Kugelpanzer (German ball-tank), Kubinka museum 2003 archive

It is still unknown where the Red Army captured this balloon tank, since all documentation from the Kubinka test site collection was destroyed during declassification in the early 90s. The armored vehicles are experimental, so it is most likely that they were captured at the Kummersdorf training ground in the Battle of Berlin at the end of World War II. The design of the armored object resembles a children’s tricycle. A static central section with a seat for an observer, two large wheels on the sides and a small wheel at the rear. According to the conclusion of military experts at the Kubinka training ground, this ball-tank is an armored observation post for correcting artillery fire. Observation points are an important element of artillery fire, especially from indirect positions. The idea was a good one, since battle sites may not have houses or churches that were used as fire control observation posts. In reality, at the battlefields, this ball tank will roll uncontrollably on a small hill or get stuck in the mud of Russian roads. This was a bad idea by the German designers and a waste of money. But now it is a landmark of the Kubinka Tank Museum. To prevent this three-wheeled heavy armored bicycle from rolling spontaneously and crushing the visitor’s foot, the museum staff easily welded the central part and wheels. Museum visitors are now safe. In a rare old photo, this ball tank is modestly located at the end of Pavilion 6 (German armored vehicles of the Third Reich). This unique exhibit was located at this location from 1972 to 2016, before the formation of Patriot Park and a major reorganization.

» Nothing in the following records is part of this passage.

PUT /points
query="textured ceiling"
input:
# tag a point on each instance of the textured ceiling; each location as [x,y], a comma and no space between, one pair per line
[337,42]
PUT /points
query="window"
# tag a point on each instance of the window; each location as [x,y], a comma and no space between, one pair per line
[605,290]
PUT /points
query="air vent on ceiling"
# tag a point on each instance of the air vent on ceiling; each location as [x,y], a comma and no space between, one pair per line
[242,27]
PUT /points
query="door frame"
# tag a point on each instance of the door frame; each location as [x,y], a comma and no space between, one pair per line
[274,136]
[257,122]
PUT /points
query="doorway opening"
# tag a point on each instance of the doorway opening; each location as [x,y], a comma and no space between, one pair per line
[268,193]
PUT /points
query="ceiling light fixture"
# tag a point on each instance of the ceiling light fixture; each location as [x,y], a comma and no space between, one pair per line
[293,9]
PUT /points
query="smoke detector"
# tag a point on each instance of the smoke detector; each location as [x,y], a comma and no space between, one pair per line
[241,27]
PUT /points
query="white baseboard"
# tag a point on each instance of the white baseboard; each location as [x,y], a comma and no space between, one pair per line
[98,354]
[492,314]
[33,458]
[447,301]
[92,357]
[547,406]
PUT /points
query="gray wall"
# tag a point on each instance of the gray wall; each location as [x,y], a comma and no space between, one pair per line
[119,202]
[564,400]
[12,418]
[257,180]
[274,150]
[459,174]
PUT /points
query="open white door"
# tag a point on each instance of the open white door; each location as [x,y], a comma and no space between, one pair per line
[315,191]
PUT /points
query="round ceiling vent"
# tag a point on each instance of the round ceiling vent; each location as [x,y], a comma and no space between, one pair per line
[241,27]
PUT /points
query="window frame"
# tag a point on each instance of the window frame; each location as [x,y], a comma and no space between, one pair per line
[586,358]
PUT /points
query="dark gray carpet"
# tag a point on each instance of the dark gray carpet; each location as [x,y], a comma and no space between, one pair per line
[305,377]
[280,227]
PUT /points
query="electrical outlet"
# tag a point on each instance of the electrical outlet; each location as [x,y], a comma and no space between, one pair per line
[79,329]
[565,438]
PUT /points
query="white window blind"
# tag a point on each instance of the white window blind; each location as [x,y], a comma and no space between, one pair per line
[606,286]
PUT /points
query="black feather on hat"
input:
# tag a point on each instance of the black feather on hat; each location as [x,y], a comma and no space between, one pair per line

Kugelpanzer WW2 German ball-tank, Kubinka museum

Kugelpanzer (German ball-tank) rear wheel, Kubinka museum 2006 archive

Museum visitors do not cross the fence and do not see the small rear wheel of the ball tank. If you consider the weight of the armored bike and the wheel dimensions, it is clear that it is not suitable for the Eastern Front of World War II battlefields. The Kolkhoz (collective soviet farm) field is too soft for this tail, and the holes on the roads after rain reach 40-60 cm. See also our virtual tour of the Eastern Front battlefields: Battle of Kursk, Battle of Moscow.

Legends and versions about  Kugelpanzer (ball-tank)

There is a legend that this observation post was made in Germany for the Japanese army in Manchuria, but there is no evidence.

Kugelpanzer WW2 German ball-tank, Kubinka museum

Military tour guide Elena S explains to visitors how a ball tank works (Kubinka museum 2003 archive)

In Soviet times, Elena S. was the head of the secret archive (library) of the Kubinka test site. After the museum was declassified, Elena became an excellent military tour guide for visitors, both adults and children. Mikhail B. served as a military translator for her tours for foreign citizens.